Functional Characterization and Protein Interaction Analysis of Mycobacteriophage Amelie's Toxic Gene 47

Arturo Diaz, Elva Garcia, Alyssa Lee, Chelsea Tafoya, Brandon Ching

A genome-wide overexpression screen of individual mycobacteriophage Amelie genes identified 26 genes that inhibit the growth of Mycobacterium smegmatis. Among these, 10 genes were highly toxic, completely halting host growth upon overexpression.
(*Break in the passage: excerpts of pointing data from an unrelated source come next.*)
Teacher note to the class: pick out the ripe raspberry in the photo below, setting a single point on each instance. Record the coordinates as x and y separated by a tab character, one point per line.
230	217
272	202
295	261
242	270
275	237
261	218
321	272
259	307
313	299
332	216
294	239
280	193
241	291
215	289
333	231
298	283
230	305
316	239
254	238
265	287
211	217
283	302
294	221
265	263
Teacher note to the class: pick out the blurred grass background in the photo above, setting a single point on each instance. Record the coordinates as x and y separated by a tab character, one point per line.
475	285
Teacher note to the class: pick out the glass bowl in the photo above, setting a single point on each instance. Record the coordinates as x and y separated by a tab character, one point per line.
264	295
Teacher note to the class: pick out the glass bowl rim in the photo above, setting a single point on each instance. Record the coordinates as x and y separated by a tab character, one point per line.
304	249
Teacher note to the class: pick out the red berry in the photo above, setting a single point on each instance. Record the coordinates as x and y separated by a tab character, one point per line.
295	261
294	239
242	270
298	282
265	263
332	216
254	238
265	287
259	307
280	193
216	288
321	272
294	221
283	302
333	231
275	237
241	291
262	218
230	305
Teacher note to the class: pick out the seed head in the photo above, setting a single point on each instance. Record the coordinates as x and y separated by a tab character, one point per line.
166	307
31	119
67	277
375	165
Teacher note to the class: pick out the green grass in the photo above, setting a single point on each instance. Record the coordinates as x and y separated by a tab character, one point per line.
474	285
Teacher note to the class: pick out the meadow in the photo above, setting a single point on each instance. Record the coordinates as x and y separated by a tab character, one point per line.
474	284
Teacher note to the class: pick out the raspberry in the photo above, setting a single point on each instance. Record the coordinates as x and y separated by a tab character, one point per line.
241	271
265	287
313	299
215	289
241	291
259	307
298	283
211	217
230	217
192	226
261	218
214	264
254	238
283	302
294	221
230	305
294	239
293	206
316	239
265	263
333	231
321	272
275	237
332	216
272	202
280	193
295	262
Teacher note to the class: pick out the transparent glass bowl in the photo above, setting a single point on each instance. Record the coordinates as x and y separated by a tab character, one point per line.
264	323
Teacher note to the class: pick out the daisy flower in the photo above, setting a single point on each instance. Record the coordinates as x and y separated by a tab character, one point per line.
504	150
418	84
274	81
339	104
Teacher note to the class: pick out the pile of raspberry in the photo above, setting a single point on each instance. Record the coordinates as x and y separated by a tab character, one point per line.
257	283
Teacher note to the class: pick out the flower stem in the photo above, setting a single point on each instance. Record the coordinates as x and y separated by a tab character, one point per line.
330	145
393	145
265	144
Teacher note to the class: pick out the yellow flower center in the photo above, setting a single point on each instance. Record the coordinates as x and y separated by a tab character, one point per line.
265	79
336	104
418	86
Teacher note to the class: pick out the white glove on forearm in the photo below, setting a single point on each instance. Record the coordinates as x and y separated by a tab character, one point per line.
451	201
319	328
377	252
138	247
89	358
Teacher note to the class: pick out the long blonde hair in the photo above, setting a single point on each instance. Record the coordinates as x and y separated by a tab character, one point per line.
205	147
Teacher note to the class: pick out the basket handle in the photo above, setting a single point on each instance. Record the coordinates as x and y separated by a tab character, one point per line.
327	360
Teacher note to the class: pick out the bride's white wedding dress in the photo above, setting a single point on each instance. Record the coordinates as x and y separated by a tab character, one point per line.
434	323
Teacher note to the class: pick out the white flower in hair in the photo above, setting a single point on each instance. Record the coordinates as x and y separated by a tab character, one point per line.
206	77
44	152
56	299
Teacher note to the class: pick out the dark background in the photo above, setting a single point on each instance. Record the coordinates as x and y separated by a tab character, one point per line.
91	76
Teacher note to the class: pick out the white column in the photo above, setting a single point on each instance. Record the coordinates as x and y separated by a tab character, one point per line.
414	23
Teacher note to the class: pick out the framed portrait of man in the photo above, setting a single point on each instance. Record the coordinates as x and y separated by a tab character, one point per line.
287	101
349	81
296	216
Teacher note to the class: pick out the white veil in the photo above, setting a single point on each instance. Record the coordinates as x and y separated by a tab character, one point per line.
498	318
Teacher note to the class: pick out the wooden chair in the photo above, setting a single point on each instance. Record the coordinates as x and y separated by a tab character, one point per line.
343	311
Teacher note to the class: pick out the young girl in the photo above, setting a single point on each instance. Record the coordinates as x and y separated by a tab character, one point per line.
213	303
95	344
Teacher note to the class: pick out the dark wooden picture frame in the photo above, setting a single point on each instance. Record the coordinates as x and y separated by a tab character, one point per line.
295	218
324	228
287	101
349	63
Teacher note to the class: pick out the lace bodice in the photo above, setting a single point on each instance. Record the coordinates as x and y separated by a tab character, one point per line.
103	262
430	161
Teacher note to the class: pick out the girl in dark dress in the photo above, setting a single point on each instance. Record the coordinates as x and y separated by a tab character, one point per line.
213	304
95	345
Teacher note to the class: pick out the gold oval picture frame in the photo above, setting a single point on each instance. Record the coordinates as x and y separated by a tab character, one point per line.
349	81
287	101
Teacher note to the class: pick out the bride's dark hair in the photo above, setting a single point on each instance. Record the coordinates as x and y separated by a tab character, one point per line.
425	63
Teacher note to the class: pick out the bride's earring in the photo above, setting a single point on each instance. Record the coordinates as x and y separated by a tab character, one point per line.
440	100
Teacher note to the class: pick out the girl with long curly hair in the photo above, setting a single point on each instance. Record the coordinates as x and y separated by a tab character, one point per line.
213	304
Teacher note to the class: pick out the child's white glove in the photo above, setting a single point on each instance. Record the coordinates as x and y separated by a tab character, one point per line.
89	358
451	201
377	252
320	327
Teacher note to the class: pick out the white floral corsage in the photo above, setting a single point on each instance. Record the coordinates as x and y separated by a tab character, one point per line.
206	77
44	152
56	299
Notably, over one-third of the identified genes have no known function, highlighting the potential for discovering novel mechanisms of phage-host interactions. As phage proteins often interact with host proteins during infection, characterizing these interactions can provide valuable insights into their biological roles. To investigate this, Amelie genes 44, 47, 50, 65, and 73 were amplified and cloned into the p2Hα plasmid for use in a two-hybrid assay. Amelie gp47 was found to interact with M. smegmatis proteins NusA and Chain A Polyribonucleotide Nucleotidyltransferase. Interestingly, gp47 belongs to a family of genes found in cluster K1, K3, K5, and K6 phages; however, homologous proteins in these phages only interact with NusA. To further explore the mechanism underlying gp47's cytotoxicity and its interactions with host proteins, truncated and mutated versions of gp47 were constructed using pExTra plasmids. Cytotoxicity assays revealed that mutations disrupting the CxxC motifs in gp47 abolished its toxic effects on bacterial growth, implicating this motif as essential for its cytotoxicity. Further analysis revealed that the cysteine-rich motif of gp47 interacts with the KH1 and KH2 domains of NusA. These findings emphasize the utility of genome-wide overexpression screens in uncovering novel phage-host interactions and provide new insights into the functional roles of phage proteins during infection.